7. Reproducibility, Extensibility, and Best Practices
Radiomics-specific AutoML frameworks have prioritized reproducibility and extensibility:
- Parameter audit and open-source dissemination: Leading pipelines log all hyperparameter choices (e.g., bin widths, feature extraction settings), provide code and datasets under permissive licenses, and encourage end-to-end reproducibility audits (Starmans et al., 2021, Tzanis et al., 30 Apr 2025).
- Public benchmarks and configuration management: WORC, mAIstro, and others release datasets, configurations, and comprehensive documentation/tutorials (Starmans et al., 2021, Tzanis et al., 30 Apr 2025).
- Modular/pluggable architecture: Agentic design patterns and modular node graphs facilitate extension to new imaging modalities, outcome types, or analytic components, including future deep radiomics/explainability modules (Tzanis et al., 30 Apr 2025, Chang et al., 2020).

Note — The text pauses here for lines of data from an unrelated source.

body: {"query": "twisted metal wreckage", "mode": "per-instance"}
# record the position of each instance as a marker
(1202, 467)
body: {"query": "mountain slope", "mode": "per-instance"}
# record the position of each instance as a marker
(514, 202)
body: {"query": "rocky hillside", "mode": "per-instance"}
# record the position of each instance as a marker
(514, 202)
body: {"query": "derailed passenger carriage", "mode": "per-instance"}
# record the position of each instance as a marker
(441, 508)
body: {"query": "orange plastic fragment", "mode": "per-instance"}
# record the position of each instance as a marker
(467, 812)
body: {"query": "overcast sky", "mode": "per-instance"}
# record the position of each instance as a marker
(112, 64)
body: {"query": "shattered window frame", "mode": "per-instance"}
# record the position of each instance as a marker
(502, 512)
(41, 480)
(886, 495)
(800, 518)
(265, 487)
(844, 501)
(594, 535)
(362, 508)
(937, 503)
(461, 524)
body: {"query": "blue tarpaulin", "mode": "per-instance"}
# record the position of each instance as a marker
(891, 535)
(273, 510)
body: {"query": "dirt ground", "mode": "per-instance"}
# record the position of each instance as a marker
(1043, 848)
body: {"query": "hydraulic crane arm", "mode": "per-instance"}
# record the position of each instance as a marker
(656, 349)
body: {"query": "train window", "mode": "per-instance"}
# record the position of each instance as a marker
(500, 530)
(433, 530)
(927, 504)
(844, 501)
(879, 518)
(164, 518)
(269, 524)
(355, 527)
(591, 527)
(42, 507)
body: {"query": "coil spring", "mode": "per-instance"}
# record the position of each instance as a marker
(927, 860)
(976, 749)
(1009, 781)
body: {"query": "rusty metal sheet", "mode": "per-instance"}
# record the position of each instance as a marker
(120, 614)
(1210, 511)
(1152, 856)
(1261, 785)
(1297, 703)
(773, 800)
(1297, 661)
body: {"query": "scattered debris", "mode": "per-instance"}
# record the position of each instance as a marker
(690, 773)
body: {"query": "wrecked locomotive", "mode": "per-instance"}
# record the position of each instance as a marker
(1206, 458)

- Recommended usage: Balanced random search and ensemble sizes (e.g., WORC defaults N_RS=1000, N_ens=100) are found to provide computationally efficient, robust results while minimizing overfitting and instability (Starmans et al., 2021).
Radiomics-specific AutoML thus provides a reproducible, extensible, and domain-tailored foundation for prognostic and diagnostic modeling in imaging-based clinical research. Continuing integration of harmonization, survival modeling, robustness validation, and federated learning represents the next wave of development in the field.